“A esquerda foi traída”: o que une as crises no Brasil e na França

“Houve guinadas à direita”, dizem especialistas falando do governo francês e brasileiro. Fotos: EBC

Governos que foram eleitos com valores progressistas e que atuaram, depois da campanha, como se tivessem sido eleitos por conservadores, adotando medidas voltadas ao mercado financeiro. Guinadas à direita agora encaradas como traição por militantes da esquerda na França e no Brasil, que especialistas, familiares com os dois países, tentam explicar em entrevista para à Brasileiros.

Professor franco-brasileiro na Diretoria de Relações Internacionais, Yann Duzert afirma que, na França, o que houve foi mesmo uma guinada à direita por parte do presidente francês, François Hollande, do Partido Socialista (PS). Uma mudança percebida assim que assumiu o cargo, em 2012. Hollande propôs um programa que “encantou a juventude e deu esperança à população em um período de pressão internacional por austeridade, impulsionada pela vizinha Alemanha. Ao chegar ao poder, foi outra realidade”. O cientista descreve tomadas de medidas idênticas às da Alemanha, todas voltadas a satisfazer o mercado financeiro: “O governo atual renunciou aos princípios socialistas ao negar a carga horária de 35 horas semanais, reforma simbólica do PS, e precarizar os contratos de trabalho sob um modelo alemão que eu chamo de Uberização do trabalho”, explica.

À Brasileiros, Gaspard Estrada, diretor do Observatório Político da América Latina e do Caraibe (OPALC), especialista em França, Brasil e México, disse não saber se a “guinada à direita” é o termo mais adequado para ilustrar o que aconteceu na França, mas lembra de uma diferença entre o programa econômico prometido durante a campanha e o estabelecimento de uma política liberal “no inicio não assumida”, mas cada vez mais atual com a nomeação do premiê Manuel Valls, em 2014. “No próprio programa, Hollande propunha relançar o crescimento pela demanda, política keynesiana, mas, de fato, privilegiou a oferta”, explica.

O Brasil, sob o segundo mandato da presidenta Dilma Rousseff viveu algo parecido. “Houve também uma decepção com a coerência do projeto político. Esperávamos uma esquerda solidária, ética… Os brasileiros queriam reequilibrar uma sociedade com fortes desigualdades. E o que foi observado foram gastos excessivos do PT “, comparou Duzert.

Diferentemente da França, Estrada disse ter havido no Brasil uma “vontade” de guinar à direita, mas o sucesso foi relativo. “Dilma tentou instaurar austeridade, mas nunca conseguiu impô-la no Congresso.” Para Estrada, a situação é ambígua, “sobretudo porque Dilma pagou o custo dessas propostas que mal foram adotadas”. 
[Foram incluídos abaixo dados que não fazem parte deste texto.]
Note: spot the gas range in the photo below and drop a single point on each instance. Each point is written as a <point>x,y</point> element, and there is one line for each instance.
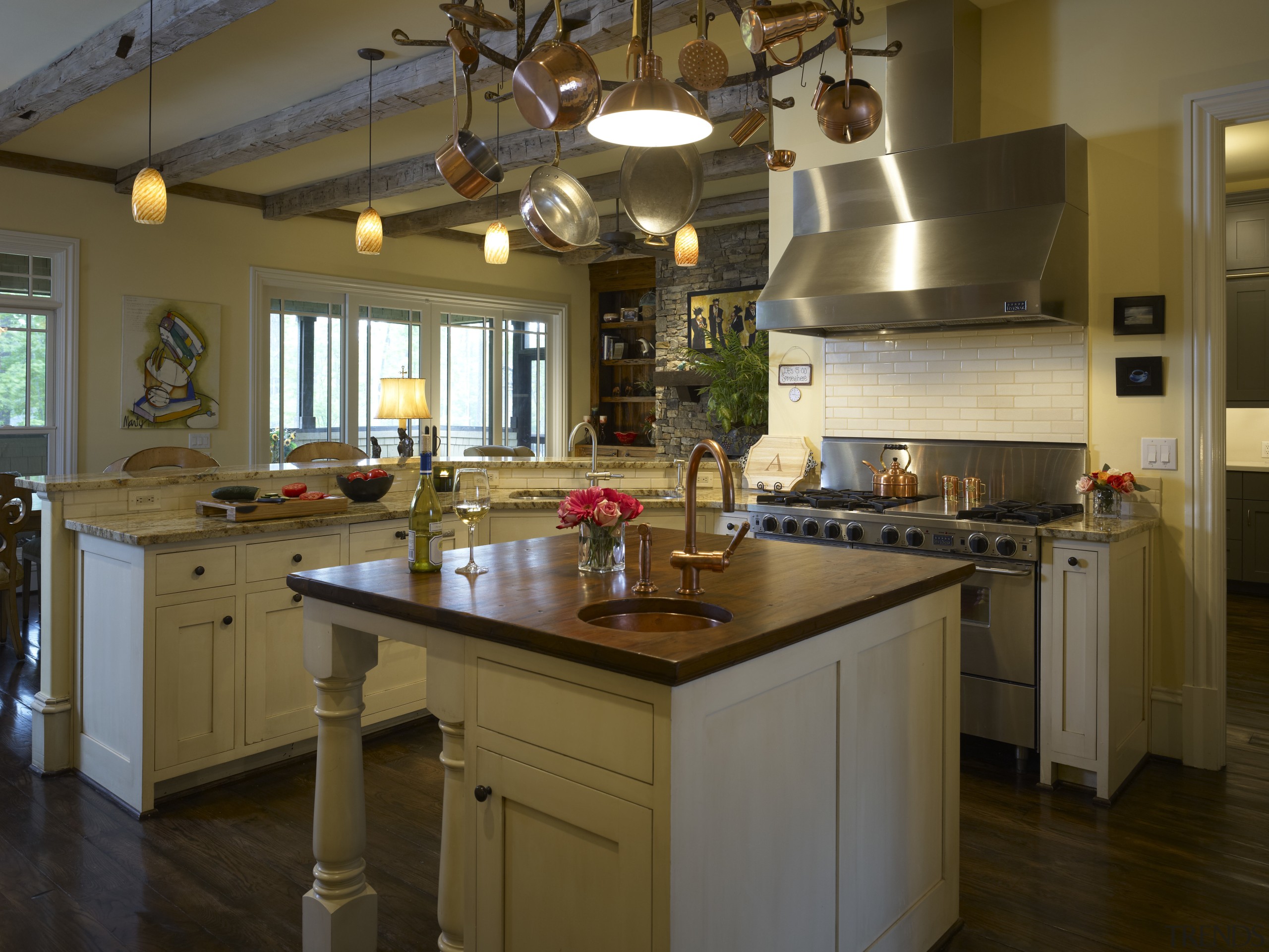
<point>1000,530</point>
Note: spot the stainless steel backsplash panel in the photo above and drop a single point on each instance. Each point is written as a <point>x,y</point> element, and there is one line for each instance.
<point>1032,473</point>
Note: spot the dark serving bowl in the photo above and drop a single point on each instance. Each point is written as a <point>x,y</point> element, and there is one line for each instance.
<point>365,490</point>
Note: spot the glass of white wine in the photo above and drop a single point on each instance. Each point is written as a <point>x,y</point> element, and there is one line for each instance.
<point>471,505</point>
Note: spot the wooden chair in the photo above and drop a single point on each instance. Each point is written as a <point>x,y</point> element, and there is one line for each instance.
<point>14,509</point>
<point>159,457</point>
<point>311,452</point>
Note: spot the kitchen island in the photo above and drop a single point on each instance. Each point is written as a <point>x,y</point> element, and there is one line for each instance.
<point>787,779</point>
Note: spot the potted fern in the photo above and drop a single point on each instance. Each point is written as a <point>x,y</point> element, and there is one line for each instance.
<point>737,392</point>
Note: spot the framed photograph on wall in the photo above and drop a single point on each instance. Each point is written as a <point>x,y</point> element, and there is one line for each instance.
<point>1139,315</point>
<point>714,313</point>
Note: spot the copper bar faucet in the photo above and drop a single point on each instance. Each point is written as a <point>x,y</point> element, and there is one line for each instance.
<point>690,560</point>
<point>645,586</point>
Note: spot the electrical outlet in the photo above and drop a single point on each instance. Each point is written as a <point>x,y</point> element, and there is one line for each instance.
<point>143,501</point>
<point>1158,452</point>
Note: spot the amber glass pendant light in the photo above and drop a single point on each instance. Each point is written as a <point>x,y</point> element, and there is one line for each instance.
<point>370,225</point>
<point>149,192</point>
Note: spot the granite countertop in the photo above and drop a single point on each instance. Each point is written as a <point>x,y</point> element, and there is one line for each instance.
<point>186,526</point>
<point>1091,528</point>
<point>776,593</point>
<point>246,474</point>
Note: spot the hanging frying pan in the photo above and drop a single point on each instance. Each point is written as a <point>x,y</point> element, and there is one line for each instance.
<point>662,187</point>
<point>558,211</point>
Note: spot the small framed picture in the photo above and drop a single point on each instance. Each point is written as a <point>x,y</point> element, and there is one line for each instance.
<point>1139,315</point>
<point>1139,376</point>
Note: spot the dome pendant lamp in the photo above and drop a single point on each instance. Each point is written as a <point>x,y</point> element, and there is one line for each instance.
<point>149,192</point>
<point>370,225</point>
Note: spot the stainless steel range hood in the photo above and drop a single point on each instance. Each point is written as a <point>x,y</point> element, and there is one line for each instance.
<point>984,233</point>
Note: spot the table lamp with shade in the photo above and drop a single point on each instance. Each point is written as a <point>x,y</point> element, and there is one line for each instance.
<point>404,399</point>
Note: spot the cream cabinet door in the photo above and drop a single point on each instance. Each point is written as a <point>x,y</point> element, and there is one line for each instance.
<point>1074,626</point>
<point>560,867</point>
<point>193,681</point>
<point>280,692</point>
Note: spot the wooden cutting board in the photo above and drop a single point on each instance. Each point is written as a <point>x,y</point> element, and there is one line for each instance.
<point>783,460</point>
<point>286,509</point>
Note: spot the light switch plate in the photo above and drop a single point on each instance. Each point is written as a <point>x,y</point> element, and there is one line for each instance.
<point>1158,452</point>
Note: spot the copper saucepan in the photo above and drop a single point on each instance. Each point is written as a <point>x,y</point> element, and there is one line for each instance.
<point>465,162</point>
<point>556,87</point>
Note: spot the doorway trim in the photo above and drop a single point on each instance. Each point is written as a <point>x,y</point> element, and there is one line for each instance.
<point>1206,116</point>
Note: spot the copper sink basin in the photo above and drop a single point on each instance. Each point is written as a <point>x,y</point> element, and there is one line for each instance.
<point>654,615</point>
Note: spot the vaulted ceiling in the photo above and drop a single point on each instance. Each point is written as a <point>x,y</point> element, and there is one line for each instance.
<point>264,103</point>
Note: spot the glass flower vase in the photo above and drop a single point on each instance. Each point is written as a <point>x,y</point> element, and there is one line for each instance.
<point>1107,503</point>
<point>601,549</point>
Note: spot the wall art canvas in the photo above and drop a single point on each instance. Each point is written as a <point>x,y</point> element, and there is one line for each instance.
<point>712,313</point>
<point>172,363</point>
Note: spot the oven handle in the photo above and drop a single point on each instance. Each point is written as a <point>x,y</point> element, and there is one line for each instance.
<point>990,570</point>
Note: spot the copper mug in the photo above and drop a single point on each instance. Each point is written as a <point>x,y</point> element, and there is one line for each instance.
<point>763,27</point>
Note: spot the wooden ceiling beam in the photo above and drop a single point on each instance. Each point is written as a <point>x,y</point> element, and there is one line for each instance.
<point>96,65</point>
<point>399,89</point>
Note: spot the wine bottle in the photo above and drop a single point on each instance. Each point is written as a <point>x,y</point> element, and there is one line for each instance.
<point>425,521</point>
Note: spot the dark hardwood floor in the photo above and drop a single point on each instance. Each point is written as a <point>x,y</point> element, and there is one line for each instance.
<point>1181,861</point>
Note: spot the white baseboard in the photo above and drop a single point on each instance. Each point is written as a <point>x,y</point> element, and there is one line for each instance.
<point>1165,723</point>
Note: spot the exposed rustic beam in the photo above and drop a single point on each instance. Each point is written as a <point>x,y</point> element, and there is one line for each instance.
<point>398,91</point>
<point>94,65</point>
<point>722,164</point>
<point>710,210</point>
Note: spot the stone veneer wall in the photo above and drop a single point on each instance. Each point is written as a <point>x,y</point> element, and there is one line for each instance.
<point>731,257</point>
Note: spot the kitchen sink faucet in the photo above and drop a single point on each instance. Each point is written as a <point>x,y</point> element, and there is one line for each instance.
<point>688,559</point>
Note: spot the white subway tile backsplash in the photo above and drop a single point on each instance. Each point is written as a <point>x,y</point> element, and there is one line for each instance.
<point>959,385</point>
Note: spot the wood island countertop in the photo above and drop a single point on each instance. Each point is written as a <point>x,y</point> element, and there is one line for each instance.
<point>778,594</point>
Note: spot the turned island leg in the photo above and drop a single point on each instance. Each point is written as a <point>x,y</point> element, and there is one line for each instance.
<point>341,912</point>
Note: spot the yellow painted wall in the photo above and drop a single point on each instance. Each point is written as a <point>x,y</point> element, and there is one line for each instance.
<point>203,253</point>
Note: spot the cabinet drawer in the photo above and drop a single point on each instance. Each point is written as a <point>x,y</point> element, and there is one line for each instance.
<point>276,560</point>
<point>381,542</point>
<point>194,570</point>
<point>594,727</point>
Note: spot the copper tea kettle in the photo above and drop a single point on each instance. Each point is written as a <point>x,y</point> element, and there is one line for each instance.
<point>895,480</point>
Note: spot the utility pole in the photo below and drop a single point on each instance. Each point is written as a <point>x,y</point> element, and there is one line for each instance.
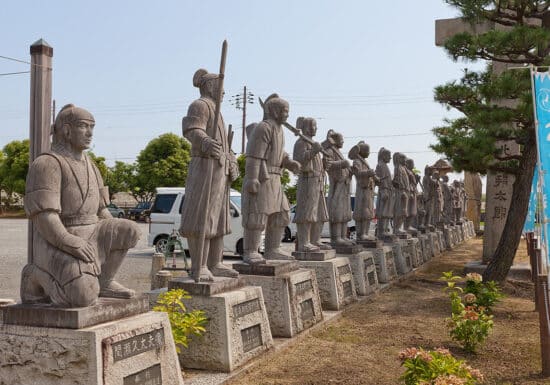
<point>240,101</point>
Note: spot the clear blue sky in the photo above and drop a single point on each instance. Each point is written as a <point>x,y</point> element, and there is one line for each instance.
<point>364,68</point>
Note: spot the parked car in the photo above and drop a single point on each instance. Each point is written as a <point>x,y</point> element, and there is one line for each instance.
<point>115,211</point>
<point>166,216</point>
<point>140,211</point>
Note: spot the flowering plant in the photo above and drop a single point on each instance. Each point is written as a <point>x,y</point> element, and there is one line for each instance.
<point>470,322</point>
<point>436,367</point>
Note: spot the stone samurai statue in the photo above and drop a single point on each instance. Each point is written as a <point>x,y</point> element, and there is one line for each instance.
<point>364,194</point>
<point>205,212</point>
<point>264,203</point>
<point>77,245</point>
<point>311,208</point>
<point>339,174</point>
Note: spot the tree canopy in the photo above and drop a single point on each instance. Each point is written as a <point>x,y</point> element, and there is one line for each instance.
<point>496,103</point>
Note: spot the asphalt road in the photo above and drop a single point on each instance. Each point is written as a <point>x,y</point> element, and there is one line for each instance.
<point>134,272</point>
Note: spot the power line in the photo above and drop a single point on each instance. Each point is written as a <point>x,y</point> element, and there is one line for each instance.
<point>15,73</point>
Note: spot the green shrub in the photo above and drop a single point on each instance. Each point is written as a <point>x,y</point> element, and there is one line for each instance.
<point>183,323</point>
<point>436,367</point>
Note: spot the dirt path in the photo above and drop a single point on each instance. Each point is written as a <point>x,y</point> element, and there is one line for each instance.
<point>362,346</point>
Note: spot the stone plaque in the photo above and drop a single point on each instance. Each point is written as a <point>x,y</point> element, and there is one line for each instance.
<point>138,344</point>
<point>304,286</point>
<point>251,337</point>
<point>344,269</point>
<point>149,376</point>
<point>244,308</point>
<point>307,310</point>
<point>348,289</point>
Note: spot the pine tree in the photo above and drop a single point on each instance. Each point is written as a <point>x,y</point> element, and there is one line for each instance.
<point>496,105</point>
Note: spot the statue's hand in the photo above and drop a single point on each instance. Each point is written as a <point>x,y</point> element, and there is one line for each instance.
<point>86,252</point>
<point>252,186</point>
<point>294,166</point>
<point>211,147</point>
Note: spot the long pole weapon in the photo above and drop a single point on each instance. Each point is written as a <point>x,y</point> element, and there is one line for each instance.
<point>220,89</point>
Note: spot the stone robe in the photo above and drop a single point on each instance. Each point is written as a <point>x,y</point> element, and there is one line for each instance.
<point>339,206</point>
<point>412,206</point>
<point>76,192</point>
<point>384,204</point>
<point>205,209</point>
<point>401,191</point>
<point>364,193</point>
<point>266,143</point>
<point>310,193</point>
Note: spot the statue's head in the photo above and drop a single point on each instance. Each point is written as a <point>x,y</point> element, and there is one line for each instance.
<point>335,138</point>
<point>207,83</point>
<point>384,155</point>
<point>361,149</point>
<point>73,128</point>
<point>307,125</point>
<point>276,108</point>
<point>397,158</point>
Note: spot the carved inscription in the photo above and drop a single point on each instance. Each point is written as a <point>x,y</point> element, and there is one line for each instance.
<point>304,286</point>
<point>307,310</point>
<point>344,269</point>
<point>138,344</point>
<point>348,289</point>
<point>150,376</point>
<point>251,337</point>
<point>244,308</point>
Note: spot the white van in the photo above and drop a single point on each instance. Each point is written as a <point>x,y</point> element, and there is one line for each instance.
<point>166,216</point>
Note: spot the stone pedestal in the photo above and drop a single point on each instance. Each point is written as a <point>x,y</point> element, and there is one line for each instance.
<point>385,264</point>
<point>425,246</point>
<point>400,258</point>
<point>133,350</point>
<point>363,268</point>
<point>416,252</point>
<point>291,297</point>
<point>334,277</point>
<point>434,244</point>
<point>238,327</point>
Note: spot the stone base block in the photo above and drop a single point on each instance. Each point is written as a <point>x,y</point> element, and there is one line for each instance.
<point>371,243</point>
<point>426,246</point>
<point>336,286</point>
<point>269,268</point>
<point>47,315</point>
<point>134,350</point>
<point>323,255</point>
<point>237,330</point>
<point>416,252</point>
<point>348,249</point>
<point>363,268</point>
<point>434,244</point>
<point>217,286</point>
<point>400,258</point>
<point>385,264</point>
<point>292,300</point>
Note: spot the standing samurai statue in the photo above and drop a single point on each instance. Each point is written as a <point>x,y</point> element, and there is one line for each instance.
<point>205,212</point>
<point>77,245</point>
<point>311,208</point>
<point>265,206</point>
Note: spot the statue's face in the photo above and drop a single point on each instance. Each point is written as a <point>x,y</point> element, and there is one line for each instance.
<point>80,134</point>
<point>311,129</point>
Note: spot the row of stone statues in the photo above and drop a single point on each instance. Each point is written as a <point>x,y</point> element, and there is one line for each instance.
<point>78,246</point>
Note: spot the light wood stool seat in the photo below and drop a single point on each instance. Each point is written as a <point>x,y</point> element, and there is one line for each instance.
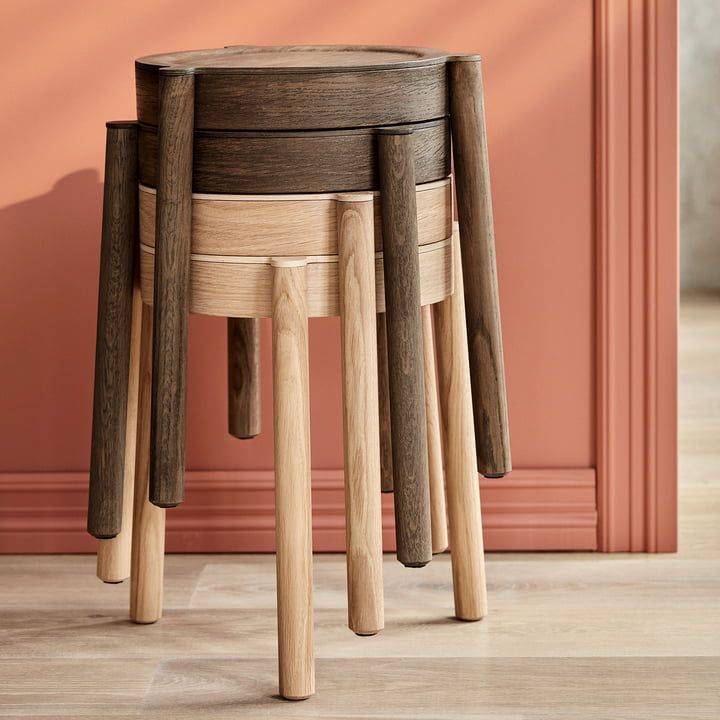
<point>288,183</point>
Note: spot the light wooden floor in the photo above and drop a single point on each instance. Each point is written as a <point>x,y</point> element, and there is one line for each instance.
<point>569,635</point>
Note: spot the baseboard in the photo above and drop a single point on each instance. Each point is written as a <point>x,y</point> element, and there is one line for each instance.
<point>233,511</point>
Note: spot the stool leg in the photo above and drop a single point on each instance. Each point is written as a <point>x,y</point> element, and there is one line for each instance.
<point>113,558</point>
<point>404,345</point>
<point>293,519</point>
<point>463,489</point>
<point>386,481</point>
<point>478,259</point>
<point>363,511</point>
<point>171,294</point>
<point>112,349</point>
<point>148,529</point>
<point>438,515</point>
<point>244,377</point>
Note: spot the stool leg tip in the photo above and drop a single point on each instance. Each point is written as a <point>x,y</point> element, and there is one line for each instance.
<point>296,698</point>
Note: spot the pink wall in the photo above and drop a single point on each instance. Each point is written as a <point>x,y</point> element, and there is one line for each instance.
<point>68,68</point>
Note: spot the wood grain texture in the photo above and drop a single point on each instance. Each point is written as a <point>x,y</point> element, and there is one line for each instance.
<point>148,534</point>
<point>404,345</point>
<point>297,162</point>
<point>386,481</point>
<point>461,482</point>
<point>293,504</point>
<point>268,60</point>
<point>242,287</point>
<point>359,93</point>
<point>171,289</point>
<point>472,177</point>
<point>280,225</point>
<point>438,514</point>
<point>112,348</point>
<point>113,556</point>
<point>243,377</point>
<point>363,513</point>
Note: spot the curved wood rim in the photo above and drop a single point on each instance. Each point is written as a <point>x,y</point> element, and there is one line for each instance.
<point>192,59</point>
<point>242,287</point>
<point>260,225</point>
<point>296,162</point>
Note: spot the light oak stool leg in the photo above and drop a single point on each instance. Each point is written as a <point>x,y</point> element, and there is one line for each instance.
<point>293,519</point>
<point>171,294</point>
<point>363,511</point>
<point>244,377</point>
<point>112,349</point>
<point>463,488</point>
<point>478,258</point>
<point>438,515</point>
<point>148,528</point>
<point>113,557</point>
<point>404,345</point>
<point>386,481</point>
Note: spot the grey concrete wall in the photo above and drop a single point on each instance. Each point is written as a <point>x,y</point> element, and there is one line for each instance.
<point>700,144</point>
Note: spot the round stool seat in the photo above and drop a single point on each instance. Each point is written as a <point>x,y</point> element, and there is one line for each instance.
<point>313,87</point>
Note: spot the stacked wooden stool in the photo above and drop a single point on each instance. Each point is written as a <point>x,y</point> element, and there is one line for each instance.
<point>296,182</point>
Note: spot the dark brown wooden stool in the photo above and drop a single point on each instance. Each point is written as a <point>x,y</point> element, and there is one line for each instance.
<point>217,127</point>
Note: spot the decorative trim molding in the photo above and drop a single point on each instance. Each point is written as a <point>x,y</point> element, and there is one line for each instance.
<point>234,511</point>
<point>637,269</point>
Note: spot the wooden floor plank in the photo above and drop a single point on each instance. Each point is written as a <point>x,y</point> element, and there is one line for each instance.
<point>415,688</point>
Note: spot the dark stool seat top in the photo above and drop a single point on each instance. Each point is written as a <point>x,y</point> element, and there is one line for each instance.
<point>303,87</point>
<point>241,59</point>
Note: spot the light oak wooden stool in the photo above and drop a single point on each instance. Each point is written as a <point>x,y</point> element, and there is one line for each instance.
<point>245,209</point>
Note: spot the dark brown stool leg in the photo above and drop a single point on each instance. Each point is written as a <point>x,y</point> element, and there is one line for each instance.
<point>171,293</point>
<point>472,178</point>
<point>112,349</point>
<point>386,481</point>
<point>244,377</point>
<point>404,346</point>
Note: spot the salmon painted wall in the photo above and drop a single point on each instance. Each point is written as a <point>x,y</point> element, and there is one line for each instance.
<point>68,67</point>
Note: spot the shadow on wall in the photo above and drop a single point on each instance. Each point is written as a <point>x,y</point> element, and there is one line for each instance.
<point>50,249</point>
<point>48,295</point>
<point>699,145</point>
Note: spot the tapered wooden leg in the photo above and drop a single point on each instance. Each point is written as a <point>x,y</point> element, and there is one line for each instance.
<point>293,520</point>
<point>463,489</point>
<point>404,345</point>
<point>148,530</point>
<point>438,514</point>
<point>363,511</point>
<point>112,349</point>
<point>386,481</point>
<point>113,560</point>
<point>171,293</point>
<point>482,307</point>
<point>244,377</point>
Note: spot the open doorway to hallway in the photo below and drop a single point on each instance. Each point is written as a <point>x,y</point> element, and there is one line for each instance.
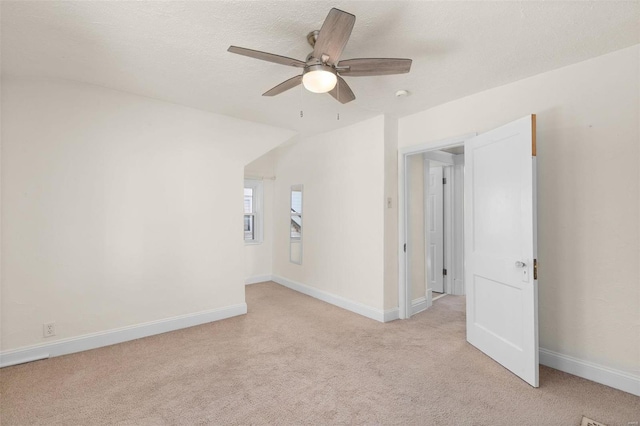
<point>435,215</point>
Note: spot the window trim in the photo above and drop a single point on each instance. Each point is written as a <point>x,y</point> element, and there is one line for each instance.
<point>296,240</point>
<point>258,209</point>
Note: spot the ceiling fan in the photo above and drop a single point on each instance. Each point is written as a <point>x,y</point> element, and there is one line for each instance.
<point>322,71</point>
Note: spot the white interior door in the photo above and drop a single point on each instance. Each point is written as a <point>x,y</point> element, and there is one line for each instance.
<point>500,246</point>
<point>435,230</point>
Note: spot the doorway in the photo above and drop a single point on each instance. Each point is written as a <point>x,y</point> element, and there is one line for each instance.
<point>499,246</point>
<point>434,215</point>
Para Estrada, a maior diferença entre os dois países encontra-se no papel do mercado financeiro, que pesou na escolha das políticas econômicas. “Em 2014, Dilma tentou agradar os mercados nomeando o economista Joaquim Levy como ministro, já que os mercados sempre mostraram desconfiança frente à política da presidenta”. Na França, “Hollande escolheu suas influências desde que aprovou um pacto de competitividade em 2012 que privilegiou as margens de lucro das empresas”, comparou. Foi mais, no caso da França, uma vontade de “modernizar” a ação política do que uma pressão dos mercados financeiros.

Dizert conta que os dois lideres acabaram perdendo a confiança das populações por terem usado “jogos de poderes arcaicos e por falta de transparência nas negociações”. É preciso, de acordo com o professor, pensar que existe um novo conjunto de ações que não seja “nem de esquerda nem de direita”: “Uma nova gestão democrática colaborativa, que impõe competências técnicas de negociações, algo que os políticos atuais não têm”.